Central to Ferrero's business was to 'Always do something different from the others'. To investors, this is a familiar mantra. For a maker of chocolate spread, it is more ambitious.
Nutella was modelled on a well known recipe for hazelnut spread that was centuries old and sold as a solid condiment, not unlike a hard, tough butter.
Young Ferrero experimented with the taste and texture, eventually adding enough vegetable oil to create a spread. Unlike any competitor product when it was released, Nutella could be spread easily on bread and it was sold in a jar, instantly changed the way chocolate was consumed.
He typically made unconventional decisions; he waited decades before launching in the US; the Roche chocolate was held in development for six years until he perfected the shape and crunch of the wafer; he made only a single acquisition in the history of the business.
None of this follows the textbook business management and it is unlikely his path would have been followed by a listed business. He could be unconventional because the business was private, free from the pressures of public scrutiny and short term investor demands.
Unusually for an Italian business, there wasn't a single strike or union scrap under his leadership.
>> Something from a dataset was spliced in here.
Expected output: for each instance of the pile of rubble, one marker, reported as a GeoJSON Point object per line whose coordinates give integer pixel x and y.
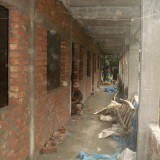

Ferrero invested heavily in his workforce, sacrificing margin to pay them well and keeping them employed through cyclical downturns. Again, this is hard to imagine in a listed business under pressure to meet annual targets.
A long time horizon was perhaps his greatest advantage against competitors like Kraft and Nestle. The stockmarket isn't the final arbiter of business success: time is. Time will ultimately reveal a poor business for what it is. For a good business, it does the same.